Thursday, March 30, 2006

Another Scary Teacher story - Here's your yellow star

I haven't posted about scary teachers for awhile. There's no shortage, it is just that I've been busy.

Kimberly Swygert, at Number 2 Pencil, has posted up a storm recently. One of her posts is about how teachers at Apopka Memorial Middle School , Florida Middle school, handed out yellow stars to children with last names from L to Z. A local TV station reports that the stated goal was so some of the children would learn what it was like to be a Jew during the Holocaust.

The parents weren't asked ahead of time, or even told. All day long the children with yellow stars were harassed.
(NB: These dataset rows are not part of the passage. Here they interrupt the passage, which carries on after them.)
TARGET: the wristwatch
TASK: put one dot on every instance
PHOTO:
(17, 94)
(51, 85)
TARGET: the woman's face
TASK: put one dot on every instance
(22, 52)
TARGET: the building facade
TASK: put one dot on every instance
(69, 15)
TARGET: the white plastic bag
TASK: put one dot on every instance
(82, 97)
Scary! There are many problems here. One is the school probably is doing a poor job of teaching the basics, like reading, writing, and arithmetic. Another problem is the parents weren't asked. The school clearly stepped over the line.
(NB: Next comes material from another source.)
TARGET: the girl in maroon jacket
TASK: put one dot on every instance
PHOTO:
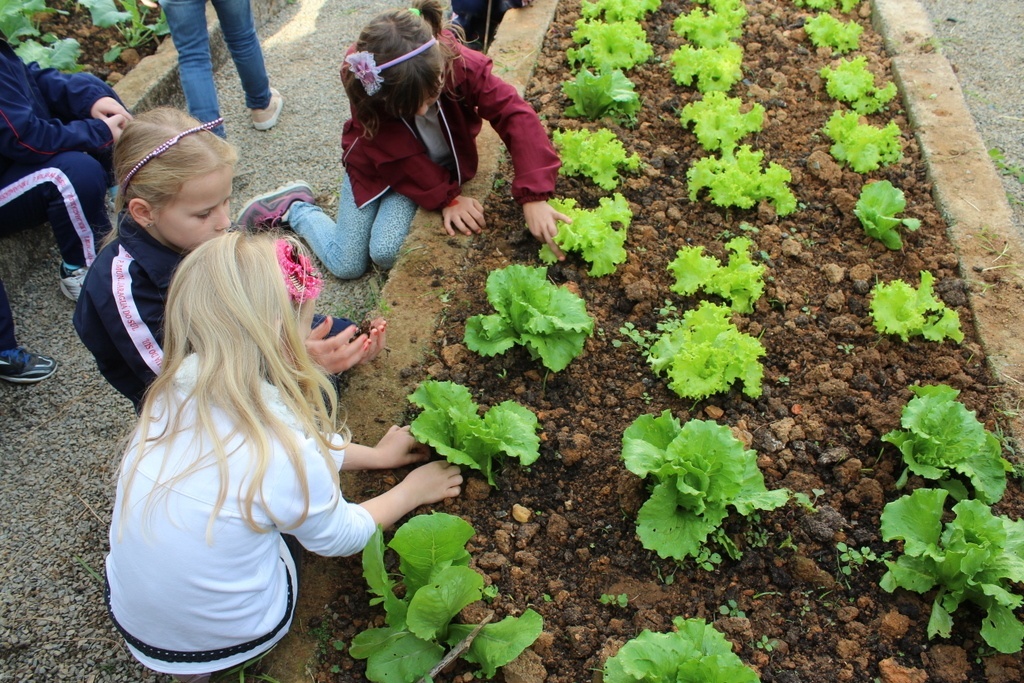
(418, 98)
And if I were I betting man, I would take even odds that those in the public school who initiated this won't really suffer. Their hands might get slapped, but they won't be fired.


----------
Technorati tags: , ,

2 comments:

Robert M. Lindsey said...

When I was in elementary school there was something like this only it had to do with eye color. (not at my school, but we heard about it, and at college we saw a film about it) I remember thinking it was pretty cruel, even as a little kid. That was the 70s, so this has been around for a long time.
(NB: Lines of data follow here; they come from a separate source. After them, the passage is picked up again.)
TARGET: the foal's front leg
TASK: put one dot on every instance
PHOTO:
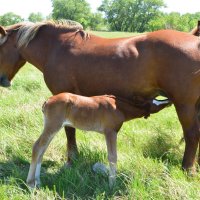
(72, 150)
(111, 141)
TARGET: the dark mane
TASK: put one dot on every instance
(27, 31)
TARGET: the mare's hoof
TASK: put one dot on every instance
(68, 165)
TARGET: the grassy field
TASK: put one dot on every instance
(149, 153)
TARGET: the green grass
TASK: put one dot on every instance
(149, 153)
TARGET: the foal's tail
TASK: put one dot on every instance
(196, 30)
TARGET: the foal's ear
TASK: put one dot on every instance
(2, 31)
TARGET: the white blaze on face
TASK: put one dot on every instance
(158, 103)
(67, 123)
Headmistress, zookeeper said...

I was going to post about the same thing Robert Lindsey mentioned. It was a school somewhere in the South, and the teacher decided they needed to learn about prejudice. So she spent several days telling them that children with one eye color (blue or brown) were dumb, couldn't do anything right, taking their papers last, being unfair when she could and sanctioning mockery and teasing. Then she reversed and did the other eye color.
She didn't clear it with anybody first, and she had a news crew come in and film it all.

I read a book about it in the mid-eighties. I remember talking about it with my neighbor, who was no conservative, but still a very smart lady, and she said she just couldn't believe how much social engineering and experimentation teachers thought they could do in schools without giving any long term consequences much thought.

I've wondered how those kids did. Wish I could remember the name of the book.